Dibolak-balik seperti apapun sudah pasti takkan mampu mengubah tinta hitam yang telah menempel pada kertas putih itu.
Kalaupun memaksakan beradu tinta hitam melawan cat putih korektor di atas arena kertas putih toh sama saja. Justru akan mengundang berbagai pertanyaan.
Dan bisa-bisa, menurunkan tingkat kredibilitasnya di hadapan Pak Broto sebagai pimpinan. Bertubi-tubi pertanyaan merejam dadanya tentu hal itu yang pasti terjadi pada dirinya.
Kegelisahan dan kegundahan hati terus menghantui. Seakan memaksa tangannya mengepal dan ingin sekali memukul meja makan di depannya.

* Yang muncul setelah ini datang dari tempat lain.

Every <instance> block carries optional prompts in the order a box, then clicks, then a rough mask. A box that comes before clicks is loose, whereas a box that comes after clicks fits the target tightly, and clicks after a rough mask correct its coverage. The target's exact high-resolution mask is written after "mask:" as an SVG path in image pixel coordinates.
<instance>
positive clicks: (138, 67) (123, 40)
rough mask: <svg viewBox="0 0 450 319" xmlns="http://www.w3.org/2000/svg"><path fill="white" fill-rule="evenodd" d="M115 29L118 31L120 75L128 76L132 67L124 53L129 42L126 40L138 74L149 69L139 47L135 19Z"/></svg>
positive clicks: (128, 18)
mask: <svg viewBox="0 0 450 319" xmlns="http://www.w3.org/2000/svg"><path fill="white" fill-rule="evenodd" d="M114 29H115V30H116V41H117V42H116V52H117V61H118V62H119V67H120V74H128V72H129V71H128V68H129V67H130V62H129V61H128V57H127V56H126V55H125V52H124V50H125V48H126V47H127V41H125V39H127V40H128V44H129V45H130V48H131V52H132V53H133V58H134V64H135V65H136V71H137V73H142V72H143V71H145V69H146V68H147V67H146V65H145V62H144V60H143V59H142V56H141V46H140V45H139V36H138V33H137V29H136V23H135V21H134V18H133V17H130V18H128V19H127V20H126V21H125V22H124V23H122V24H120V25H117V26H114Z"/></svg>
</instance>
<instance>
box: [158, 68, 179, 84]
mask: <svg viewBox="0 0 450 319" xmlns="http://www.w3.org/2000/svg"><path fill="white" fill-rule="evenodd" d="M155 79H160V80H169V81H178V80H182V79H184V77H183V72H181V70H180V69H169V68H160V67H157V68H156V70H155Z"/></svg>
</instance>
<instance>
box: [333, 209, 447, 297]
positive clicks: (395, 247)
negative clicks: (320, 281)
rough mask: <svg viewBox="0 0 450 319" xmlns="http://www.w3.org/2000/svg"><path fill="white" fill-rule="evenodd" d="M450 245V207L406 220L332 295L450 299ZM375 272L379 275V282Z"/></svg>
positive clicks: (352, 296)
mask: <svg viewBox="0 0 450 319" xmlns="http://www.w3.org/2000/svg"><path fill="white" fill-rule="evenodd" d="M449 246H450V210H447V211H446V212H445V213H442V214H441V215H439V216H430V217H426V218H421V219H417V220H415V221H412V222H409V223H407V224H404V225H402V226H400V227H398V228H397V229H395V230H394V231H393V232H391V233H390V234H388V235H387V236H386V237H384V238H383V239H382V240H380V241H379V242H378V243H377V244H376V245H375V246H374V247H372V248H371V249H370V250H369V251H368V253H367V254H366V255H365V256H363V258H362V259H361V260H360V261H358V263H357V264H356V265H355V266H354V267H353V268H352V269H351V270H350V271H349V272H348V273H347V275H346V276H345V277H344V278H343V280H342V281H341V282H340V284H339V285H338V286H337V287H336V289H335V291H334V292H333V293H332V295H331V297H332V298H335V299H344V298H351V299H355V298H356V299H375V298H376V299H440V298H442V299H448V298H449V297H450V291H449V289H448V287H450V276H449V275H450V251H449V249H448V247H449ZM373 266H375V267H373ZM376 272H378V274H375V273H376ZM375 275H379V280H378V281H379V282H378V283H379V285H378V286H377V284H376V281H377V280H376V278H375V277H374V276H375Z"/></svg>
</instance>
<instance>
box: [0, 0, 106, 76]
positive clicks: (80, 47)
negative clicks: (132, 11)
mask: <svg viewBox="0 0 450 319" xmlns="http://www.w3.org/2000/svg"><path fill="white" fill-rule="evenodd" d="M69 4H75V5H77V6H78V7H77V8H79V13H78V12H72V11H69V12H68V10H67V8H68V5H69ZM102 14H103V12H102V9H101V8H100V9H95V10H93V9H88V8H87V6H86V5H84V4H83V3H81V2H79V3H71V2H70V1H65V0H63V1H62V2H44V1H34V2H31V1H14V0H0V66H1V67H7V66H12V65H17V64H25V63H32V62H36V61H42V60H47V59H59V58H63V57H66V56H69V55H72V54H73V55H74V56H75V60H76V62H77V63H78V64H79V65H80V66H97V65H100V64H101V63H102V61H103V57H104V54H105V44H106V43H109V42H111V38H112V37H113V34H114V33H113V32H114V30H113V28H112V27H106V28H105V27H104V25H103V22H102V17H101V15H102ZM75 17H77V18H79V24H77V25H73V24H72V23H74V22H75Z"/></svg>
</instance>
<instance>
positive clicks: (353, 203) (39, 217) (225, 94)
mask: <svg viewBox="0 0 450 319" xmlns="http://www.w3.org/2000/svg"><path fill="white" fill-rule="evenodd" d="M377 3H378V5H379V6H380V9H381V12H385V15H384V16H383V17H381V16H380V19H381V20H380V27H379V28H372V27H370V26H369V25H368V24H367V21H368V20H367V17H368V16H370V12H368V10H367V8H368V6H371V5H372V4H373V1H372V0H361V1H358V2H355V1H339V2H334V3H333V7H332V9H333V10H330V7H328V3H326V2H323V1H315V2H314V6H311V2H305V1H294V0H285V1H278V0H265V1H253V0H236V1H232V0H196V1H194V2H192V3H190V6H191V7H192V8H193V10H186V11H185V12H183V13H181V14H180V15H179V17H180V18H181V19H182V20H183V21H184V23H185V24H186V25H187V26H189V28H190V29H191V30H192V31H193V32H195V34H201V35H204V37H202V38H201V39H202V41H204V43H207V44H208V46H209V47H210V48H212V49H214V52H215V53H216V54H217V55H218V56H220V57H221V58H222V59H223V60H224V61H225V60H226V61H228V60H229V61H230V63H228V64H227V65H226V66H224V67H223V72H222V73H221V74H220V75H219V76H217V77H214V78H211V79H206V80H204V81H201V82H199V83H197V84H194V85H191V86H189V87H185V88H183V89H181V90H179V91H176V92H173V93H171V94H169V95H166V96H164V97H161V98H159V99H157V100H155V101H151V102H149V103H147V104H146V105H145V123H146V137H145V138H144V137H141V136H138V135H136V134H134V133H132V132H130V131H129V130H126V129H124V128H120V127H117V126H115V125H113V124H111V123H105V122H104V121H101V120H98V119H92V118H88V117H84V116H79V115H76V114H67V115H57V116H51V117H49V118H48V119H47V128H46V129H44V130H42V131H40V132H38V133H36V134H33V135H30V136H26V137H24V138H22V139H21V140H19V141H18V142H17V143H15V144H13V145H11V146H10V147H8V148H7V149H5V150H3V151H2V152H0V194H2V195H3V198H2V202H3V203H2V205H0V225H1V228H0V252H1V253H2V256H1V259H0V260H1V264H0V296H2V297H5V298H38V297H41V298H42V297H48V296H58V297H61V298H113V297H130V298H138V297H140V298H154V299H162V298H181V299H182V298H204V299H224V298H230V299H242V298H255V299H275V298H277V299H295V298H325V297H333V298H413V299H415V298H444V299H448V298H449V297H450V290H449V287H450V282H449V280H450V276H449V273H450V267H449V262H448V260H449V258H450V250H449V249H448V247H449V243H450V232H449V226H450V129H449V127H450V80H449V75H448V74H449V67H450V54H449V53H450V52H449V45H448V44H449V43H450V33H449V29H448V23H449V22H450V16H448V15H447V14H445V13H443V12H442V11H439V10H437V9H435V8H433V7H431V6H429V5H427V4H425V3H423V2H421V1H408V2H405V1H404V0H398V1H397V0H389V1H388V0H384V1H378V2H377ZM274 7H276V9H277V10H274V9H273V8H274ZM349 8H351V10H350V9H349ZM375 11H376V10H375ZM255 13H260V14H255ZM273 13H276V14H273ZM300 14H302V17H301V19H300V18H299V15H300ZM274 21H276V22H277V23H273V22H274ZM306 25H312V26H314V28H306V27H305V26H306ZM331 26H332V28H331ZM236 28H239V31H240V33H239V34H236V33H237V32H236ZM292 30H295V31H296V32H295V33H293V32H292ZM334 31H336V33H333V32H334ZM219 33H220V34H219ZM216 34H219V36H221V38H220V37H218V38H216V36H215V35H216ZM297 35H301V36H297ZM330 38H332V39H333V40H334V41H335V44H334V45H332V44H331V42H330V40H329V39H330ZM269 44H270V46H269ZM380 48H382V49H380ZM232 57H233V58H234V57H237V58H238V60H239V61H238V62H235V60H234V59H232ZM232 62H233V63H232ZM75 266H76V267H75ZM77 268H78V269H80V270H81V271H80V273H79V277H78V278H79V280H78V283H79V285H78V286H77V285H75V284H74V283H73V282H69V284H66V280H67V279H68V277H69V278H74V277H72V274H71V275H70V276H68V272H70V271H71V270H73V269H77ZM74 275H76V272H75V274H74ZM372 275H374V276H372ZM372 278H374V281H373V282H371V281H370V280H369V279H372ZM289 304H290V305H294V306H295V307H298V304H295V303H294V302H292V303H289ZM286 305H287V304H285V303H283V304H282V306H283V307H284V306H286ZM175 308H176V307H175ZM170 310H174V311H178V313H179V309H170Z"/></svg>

Namun, hal itu ia urungkan. Betapa dia menghormati sekali sosok perempuan tua renta di depannya. Perempuan tua yang mengantarkannya pada sebuah pilihan hidup, apakah bertahan menjadi preman jalanan ataupun menjadi penerus lidah dari Pak Broto pimpinannya.
"Aih," gumamnya dengan kedua tangan memegang kepala dan terlihat carut-marut rambutnya.
Perempuan tua itu pun mendekatinya. Tertatih-tatih langkahnya, kemudian menemani duduk di samping kanan pria gondrong berkumis dan penuh tato di sekujur tubuh itu. Mas Brengos panggilannya.
"Bagaimana ini Mbah, aku harus beralasan apa lagi ke Pak Broto?" Sayup terdengar Mas Brengos bertanya.
Tak mendapat jawaban, Si Mbah kemudian balik bertanya "Berapa orang yang belum mencicil kasbon itu?"
Terdengar hembusan napas keluar pelan-pelan "Baru 3 orang dari 10 penghutang" ujarnya dengan suara lirih, "Hanya saja 3 orang ini langsung melunasi sisa cicilannya". Mas Brengos sambil menunjukan buku kasbon itu.
Tiba-tiba terlihat dahi Si mbah mengerut dengan sedikit senyuman "Nah itu. Masih ada harapan. Paling tidak dengan lunasnya cicilan 3 orang ini bisa menutupi kekurangan dari 7 orang yang masih menunggak. Toh hutang mereka juga tak banyak-banyak amat" ujar Si Mbah.